O presidente do Senado, Antonio Carlos Magalhães, acha que a revolta de policiais militares tem forte motivação política. "Isso quando entra nos quartéis passa a ser um perigo", disse. Em entrevista à Folha, ACM afirmou também que CUT e MST não se aliam à polícia rebelada apenas para emprestar-lhe apoio. "Isso se chama eleição de 98."
O ambiente de desordem, raciocina, conspira contra os interesses da recandidatura de Fernando Henrique Cardoso. Um ambiente, aliás, que não se deteriorou senão graças ao "acanhamento" do Exército. "Ou se intervém para valer ou é melhor não intervir", provocou.

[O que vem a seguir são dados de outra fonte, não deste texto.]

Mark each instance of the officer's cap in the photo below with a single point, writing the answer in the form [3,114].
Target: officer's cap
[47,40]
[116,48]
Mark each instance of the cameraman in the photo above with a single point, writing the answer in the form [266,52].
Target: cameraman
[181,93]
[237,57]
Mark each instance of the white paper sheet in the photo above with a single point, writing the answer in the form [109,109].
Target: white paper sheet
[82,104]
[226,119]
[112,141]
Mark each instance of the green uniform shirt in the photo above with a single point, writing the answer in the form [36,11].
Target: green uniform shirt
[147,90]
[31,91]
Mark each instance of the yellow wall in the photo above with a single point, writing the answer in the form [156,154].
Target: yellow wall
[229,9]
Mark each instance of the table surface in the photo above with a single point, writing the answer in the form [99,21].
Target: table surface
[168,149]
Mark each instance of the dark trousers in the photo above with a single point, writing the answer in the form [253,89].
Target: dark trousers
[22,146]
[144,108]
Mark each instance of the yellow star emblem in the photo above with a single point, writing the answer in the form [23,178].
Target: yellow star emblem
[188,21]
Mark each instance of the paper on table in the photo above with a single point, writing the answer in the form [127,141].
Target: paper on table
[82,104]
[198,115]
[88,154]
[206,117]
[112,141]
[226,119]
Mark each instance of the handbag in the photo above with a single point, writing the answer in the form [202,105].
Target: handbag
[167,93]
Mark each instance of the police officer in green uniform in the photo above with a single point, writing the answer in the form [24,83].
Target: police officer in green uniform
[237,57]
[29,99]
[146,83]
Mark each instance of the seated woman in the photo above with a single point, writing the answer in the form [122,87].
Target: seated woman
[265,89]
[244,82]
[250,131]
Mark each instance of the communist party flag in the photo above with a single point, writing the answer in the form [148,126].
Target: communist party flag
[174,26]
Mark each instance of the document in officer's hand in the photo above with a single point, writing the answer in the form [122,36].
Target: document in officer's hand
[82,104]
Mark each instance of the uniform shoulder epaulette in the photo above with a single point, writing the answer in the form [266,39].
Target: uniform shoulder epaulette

ACM recebeu a reportagem da Folha na manhã da última quinta-feira, em seu gabinete no Senado. Momentos depois, em solenidade no Planalto, ouviria rasgados elogios de FHC à sua atuação no Congresso. Mais um afago do presidente, para pôr fim à minicrise aberta após a entrevista em que o primeiro-amigo Sérgio Motta bateu em colegas de ministério e aliados do governo, entre os quais o PFL.
Se fosse presidente, ACM teria demitido Serjão, "sem hesitação." Seu comentário: "Quando você tem que demitir um amigo, você conta até dez várias vezes. E aí vai encontrando razões para não demitir. Mas chega a um ponto que, se ele não demitir, compromete a sua autoridade. O ministro Sérgio Motta chegou a esse ponto". ACM foi enfático: "Eu demitiria". Ele receia que Serjão não consiga manter-se de boca fechada.
Numa escala de um a dez, o presidente do Senado deu nota oito ao governo Fernando Henrique. Acha que a equipe de ministros "é menor" do que o presidente. Em contraponto à opinião de Serjão, elogia Pedro Malan, ministro da Fazenda. Exalta também o trabalho de Paulo Renato, da Educação. A seguir, a entrevista.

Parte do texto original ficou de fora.